The Bengals were a top 10 team covering kicks last season, but this year they are 29th and while Simmons thinks some of it might be the presence of four rookies, he doesn't use that as an excuse.

"I think we faced a hell of a bunch of good kick returners a bunch of weeks in a row. But no, I can't put my finger on it," he said after Thursday's practice. "I looked at it, I studied it hard through the bye. We came up with a couple little things we tried to simplify and make things simpler than what we had been doing. Simpler reads, simpler positions that we were in. We still didn't make the play. Just a matter of getting a couple of these young guys better and a couple of our veteran players need to make more plays."

The 105-yarder was simple in the sense that Holiday took advantage of the Bengals overplaying the coverage.

"It was a bounce play," Simmons said. "He was trying to get to their sideline, he was trying to get to the boundary and we overplayed it. We read it and overplayed it and he cut it up behind us. It ended up in the middle of the field, yes, but it was not a middle return. It was a bounce right, they were trying to bounce it to their boundary and like I said we overplayed it. We had opportunities to make the play; we just didn't make the play."
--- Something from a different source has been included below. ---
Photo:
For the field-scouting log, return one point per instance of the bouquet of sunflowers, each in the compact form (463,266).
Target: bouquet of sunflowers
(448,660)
GIANTS AIM AT GREEN: Bengals wide receiver A.J. Green, who has never said anything close to controversial in his career, was taken by surprise when told his comments on a New York radio station have received attention. ProFootballTalk is reporting that Green said of the Giants, "I feel like they've got a lot of holes in their defense." PFT reported Giants safety Antrel Rolle responded with, "I'll talk with my pads," and that Green "better duck" if he sees him. Green had no comment.